Operations trying to modify embedded data like WriteFile, Create will throw runtime errors.

Therefore, the embed package is most suitable for read-only assets that don‘t change at runtime. Mutable runtime state should use external storage.

Impact on Binary Size

A downside to embedding files is increase in the binary size proportional to sizes of the embedded files.

Significantly large files or large number of files can cause the binary size to balloon.

For example, a simple Hello World Go app without any embedded data is 1.7 MB in size.

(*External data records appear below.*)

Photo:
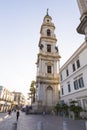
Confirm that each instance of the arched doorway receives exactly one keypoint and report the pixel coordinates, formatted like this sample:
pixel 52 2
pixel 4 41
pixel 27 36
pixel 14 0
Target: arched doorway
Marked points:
pixel 49 96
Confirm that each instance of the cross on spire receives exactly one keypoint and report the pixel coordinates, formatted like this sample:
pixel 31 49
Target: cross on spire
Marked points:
pixel 47 11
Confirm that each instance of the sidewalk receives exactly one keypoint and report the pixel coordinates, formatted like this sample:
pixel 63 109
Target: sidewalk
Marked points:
pixel 47 122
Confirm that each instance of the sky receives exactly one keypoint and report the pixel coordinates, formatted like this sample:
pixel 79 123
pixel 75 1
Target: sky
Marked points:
pixel 20 23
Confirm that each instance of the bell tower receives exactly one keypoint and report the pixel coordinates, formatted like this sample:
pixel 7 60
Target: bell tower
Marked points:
pixel 47 78
pixel 82 28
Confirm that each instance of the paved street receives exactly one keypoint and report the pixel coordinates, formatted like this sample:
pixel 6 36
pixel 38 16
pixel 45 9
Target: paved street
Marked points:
pixel 35 122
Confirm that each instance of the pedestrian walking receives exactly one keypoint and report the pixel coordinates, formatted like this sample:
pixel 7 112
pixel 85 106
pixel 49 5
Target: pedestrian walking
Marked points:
pixel 17 115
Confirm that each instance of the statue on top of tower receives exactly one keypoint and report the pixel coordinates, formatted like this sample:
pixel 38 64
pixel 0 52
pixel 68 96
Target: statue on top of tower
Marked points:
pixel 47 11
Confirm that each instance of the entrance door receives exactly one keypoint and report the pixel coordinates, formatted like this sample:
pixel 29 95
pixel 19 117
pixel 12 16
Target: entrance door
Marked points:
pixel 49 94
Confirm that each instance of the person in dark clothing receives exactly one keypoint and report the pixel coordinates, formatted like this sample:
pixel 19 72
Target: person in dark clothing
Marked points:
pixel 17 115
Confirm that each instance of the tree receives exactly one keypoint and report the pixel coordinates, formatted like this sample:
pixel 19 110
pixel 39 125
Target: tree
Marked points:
pixel 32 91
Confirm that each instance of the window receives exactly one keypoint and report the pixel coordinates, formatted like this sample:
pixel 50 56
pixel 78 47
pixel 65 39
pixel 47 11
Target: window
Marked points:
pixel 48 69
pixel 69 88
pixel 48 32
pixel 67 72
pixel 73 66
pixel 78 63
pixel 78 83
pixel 61 78
pixel 62 91
pixel 81 83
pixel 48 48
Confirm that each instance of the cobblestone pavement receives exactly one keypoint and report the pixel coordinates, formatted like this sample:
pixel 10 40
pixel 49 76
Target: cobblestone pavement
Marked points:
pixel 48 122
pixel 36 122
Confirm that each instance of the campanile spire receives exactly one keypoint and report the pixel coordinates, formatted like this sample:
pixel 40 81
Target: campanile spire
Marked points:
pixel 82 28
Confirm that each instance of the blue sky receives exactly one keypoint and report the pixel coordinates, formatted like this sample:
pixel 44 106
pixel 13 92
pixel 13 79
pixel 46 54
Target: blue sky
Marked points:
pixel 20 22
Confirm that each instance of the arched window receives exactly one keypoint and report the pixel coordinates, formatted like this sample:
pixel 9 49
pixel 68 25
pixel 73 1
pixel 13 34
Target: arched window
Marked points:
pixel 48 32
pixel 49 88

Embedded Data	Binary Size	Increase
None	1.7 MB	–
10 KB file	1.8 MB	5.8%
1 MB file	2.7 MB	58%
10 MB file	11.7 MB	588%

As you can see, a 10 MB file caused the binary size to grow over 11.7 MB – a 6x increase!

Therefore, restraint must applied in terms of what and how much content you embed for your use case.

Ideally performance testing various options should guide this decision.

Conclusion

The embed package offers an extremely simple interface for embedding files, folders, data into a Go app executable.

It can greatly simplify deployment requirements for applications by reducing external dependencies.

Some useful applications include bundling configs, assets, websites or version info within minimalist Go binaries.

However, care must be taken to not let uncontrolled embedding bloat the binaries. Performance testing is highly recommended.

I hope these examples give you ideas on how you can leverage this useful addition to the Go standard library!